Bir saatlik kuyrukta beklemenin sonunda salona giriyoruz. O sırada bir espiriyi patlatıyor "Judith Butler'in konserine geldik." Sahi hangi ünlü bu konferans salonuna geldiğinde böyle coşku olur. Zaten organizasyonu düzenleyenlerin de yüzü gülüyor. Kimin aklına gelirdi ki 90'larda birkaç kişiyle başlayan hareketin buralara geleceği.
Gelenlerin hepsi bu hareketin içinden olmasa gerek. Nerden duydular? Şu internet güzel birşey. Çeşitli sosyal paylaşım siteleri işe yarıyor demek ki. Ama durumu sadece teknolojiyle açıklamak yeterli mi?
Hayır, tabii ki organizasyonu düzenleyenlerin de payı çok büyük. Çok iyi örgütlenmişler. Daha bir kaç hafta önce aileden sorumlu bakanı protesto ederken yaptıkları yaratıcı eylemi unutmadık. Ne kadar güzel izah ettiler kendilerini.
Zaten eskisi gibi değiller, uzun süredir daha örgütlü ve dinamikler. Artık entelektüel çerçevesi olan, teorik ve edebi bilgileri aynı anda paylaştıkları hem dergileri hem de internet siteleri, gittikçe kurumsallaşan derneklerinde kütüphaneleri bile var.
Ama tüm bunlar bu kalabalığı açıklamaya yetmiyor. Çünkü dünyaca ünlü feminist bir kadın geliyor. Bunun heyecanı günler öncesinden sarmış insanları. Ajandalar ona göre ayarlanmış.

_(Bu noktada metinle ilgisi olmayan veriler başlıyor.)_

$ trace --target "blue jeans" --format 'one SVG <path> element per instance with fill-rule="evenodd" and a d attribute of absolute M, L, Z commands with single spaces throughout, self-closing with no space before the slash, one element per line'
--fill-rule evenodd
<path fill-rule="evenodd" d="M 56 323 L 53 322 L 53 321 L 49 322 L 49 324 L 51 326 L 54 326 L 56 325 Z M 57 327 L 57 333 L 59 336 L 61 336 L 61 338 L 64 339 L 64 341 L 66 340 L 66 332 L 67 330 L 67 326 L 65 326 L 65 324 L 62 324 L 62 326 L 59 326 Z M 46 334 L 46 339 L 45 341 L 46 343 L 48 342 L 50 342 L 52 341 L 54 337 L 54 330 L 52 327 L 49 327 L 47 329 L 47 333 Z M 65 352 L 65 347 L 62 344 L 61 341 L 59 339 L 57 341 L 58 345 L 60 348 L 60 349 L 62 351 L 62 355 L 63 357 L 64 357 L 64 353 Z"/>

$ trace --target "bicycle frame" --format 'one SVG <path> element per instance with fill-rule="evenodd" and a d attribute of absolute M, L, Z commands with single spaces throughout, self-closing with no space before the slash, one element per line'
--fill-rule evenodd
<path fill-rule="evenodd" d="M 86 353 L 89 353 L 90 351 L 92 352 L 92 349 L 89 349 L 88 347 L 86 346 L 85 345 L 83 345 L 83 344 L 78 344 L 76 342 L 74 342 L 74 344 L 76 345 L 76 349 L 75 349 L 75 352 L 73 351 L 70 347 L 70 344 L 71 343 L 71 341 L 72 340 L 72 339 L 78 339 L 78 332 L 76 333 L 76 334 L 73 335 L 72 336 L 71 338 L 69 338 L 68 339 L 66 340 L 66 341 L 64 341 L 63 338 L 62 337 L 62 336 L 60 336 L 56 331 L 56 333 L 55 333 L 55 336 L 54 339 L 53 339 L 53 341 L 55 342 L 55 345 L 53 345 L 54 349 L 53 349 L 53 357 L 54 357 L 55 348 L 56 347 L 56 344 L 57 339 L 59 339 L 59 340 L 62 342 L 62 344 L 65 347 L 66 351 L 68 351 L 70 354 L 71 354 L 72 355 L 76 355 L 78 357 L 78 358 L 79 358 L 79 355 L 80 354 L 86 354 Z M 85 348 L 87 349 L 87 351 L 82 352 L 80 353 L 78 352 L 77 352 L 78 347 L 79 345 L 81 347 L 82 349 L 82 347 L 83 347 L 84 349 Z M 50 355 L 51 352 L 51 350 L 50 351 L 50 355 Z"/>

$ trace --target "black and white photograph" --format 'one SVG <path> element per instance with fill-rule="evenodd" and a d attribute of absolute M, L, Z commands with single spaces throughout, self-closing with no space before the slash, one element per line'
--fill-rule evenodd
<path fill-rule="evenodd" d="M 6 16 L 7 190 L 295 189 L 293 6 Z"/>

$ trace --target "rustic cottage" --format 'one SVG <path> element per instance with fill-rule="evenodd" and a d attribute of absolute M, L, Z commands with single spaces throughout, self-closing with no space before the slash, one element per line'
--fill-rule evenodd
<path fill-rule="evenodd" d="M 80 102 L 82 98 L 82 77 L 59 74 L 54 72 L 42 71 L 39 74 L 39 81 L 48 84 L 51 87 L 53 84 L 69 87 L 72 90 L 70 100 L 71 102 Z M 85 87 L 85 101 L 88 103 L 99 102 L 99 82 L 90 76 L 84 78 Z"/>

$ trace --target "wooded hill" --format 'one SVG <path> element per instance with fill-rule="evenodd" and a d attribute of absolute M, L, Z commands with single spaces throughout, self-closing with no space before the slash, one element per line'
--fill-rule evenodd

Konferansın moderatörü bile açılış konuşmasını yaparken "ben onun kadar olamam" diyor. Evet, altıyüz kişilik salonda salondan taşıp merdivenleri ve dışarıyı dolduran kalabalığın anlamı bu.
Peki kalabalık. On yıl önce aynı örgüt aynı kişiyi çağırsa bu kadar coşkuyla gelir miydi? Bugün artık sadece Judith Butler'in varlığıyla açıklanmayacak paradigmalar olsa gerek. Demek ki insanlarımızın kafasında da bir dönüşüm gerçekleşiyor.
Belli ki konferansı düzenleyenlerin yeni arkadaşları, dostları, "yoldaşları" var. Zaten Judith Butler toplumsal cinsiyet polisliğini sadece resmi görevlilerin yapmadığını, asıl bu görevi sıradan insanların üstlendiğini söylüyor.
İşte bu bağlamda değişim önemli. Çünkü bu örgütlenmede örgütlenenlerin başarısı büyük. Bunu yaparken bedelini çok ağır ödediler halen de ödüyorlar. En önemlisi de başlangıçta varlıklarını kabul ettirmek için yola çıkan bu arkadaşlar bugün gelmiş oldukları politik nokta ile parmak ısırtıyorlar.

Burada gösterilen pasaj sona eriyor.